The inaugural package leaned toward people working in fields conventionally defined as creative: music (Pharrell Williams, Brian Eno, Dave Stewart, A.R. Rahman), fashion (Stella McCartney, Jil Sander, Marc Jacobs), and film (Abrams, Tyler Perry, Studio Ghibli’s Hayao Miyazaki). And it didn’t require fresh interviews with each of its subjects. Under the leadership of editorial director Jill Bernstein, the list has evolved considerably, with deeper reporting and an even stronger emphasis on innovation and originality in sectors not typically associated with artistry. “We believe there is creativity in coding. In biotech. In manufacturing. In cybersecurity,” Bernstein says. “Learning about the individuals whose ideas are pushing their industries forward is what inspires us as journalists—and propels us as a culture.”
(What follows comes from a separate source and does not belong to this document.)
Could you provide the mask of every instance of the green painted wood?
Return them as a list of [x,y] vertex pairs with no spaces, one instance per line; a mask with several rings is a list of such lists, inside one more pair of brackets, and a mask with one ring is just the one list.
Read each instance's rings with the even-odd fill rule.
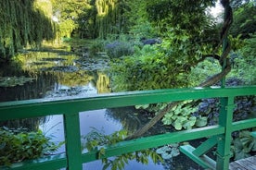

The result is a lively mix of people across a range of disciplines who have made meaningful contributions in their fields over the past year. On what other “best of business” list will you find an investment banker who’s good at storytelling alongside both a NASA project manager and a former nun who is helping veterans find teaching jobs? The list also reflects the times. This year’s edition acknowledges society’s increasingly fraught relationship with technology. It is light on people inventing new apps to sell us more stuff—and mine our personal information—and heavier on leaders trying to protect consumers and companies from unscrupulous actors online.
Even the “creatives” in this year’s issue are recognized for contributions that fall outside their celebrity status. Actress Michelle Pfeiffer (No. 35) makes the list for launching a safe and sustainable luxury fragrance line; music producer and artist Dev Hynes (No. 29), aka Blood Orange, is honored for creating harmony out of today’s anxious, fractured times; cover subject Seth Meyers wins plaudits for digesting news headlines in real time and delivering commentary that is often smarter—and a whole lot funnier—than much of what we see on television news programs.
I recently asked Bernstein if, 10 years on, she worried about finding people who were accomplished, compelling, and creative enough to make the cut. (Each year we highlight 100 all-new “MCPs”—no repeats, and they can’t be people we’ve previously featured in print.) She shook her head emphatically: As long as there are problems that need solving and determined leaders viewing the world through a unique lens, there will be enough people to ensure that each of our 100 Most Creative People in Business lists remains a watershed.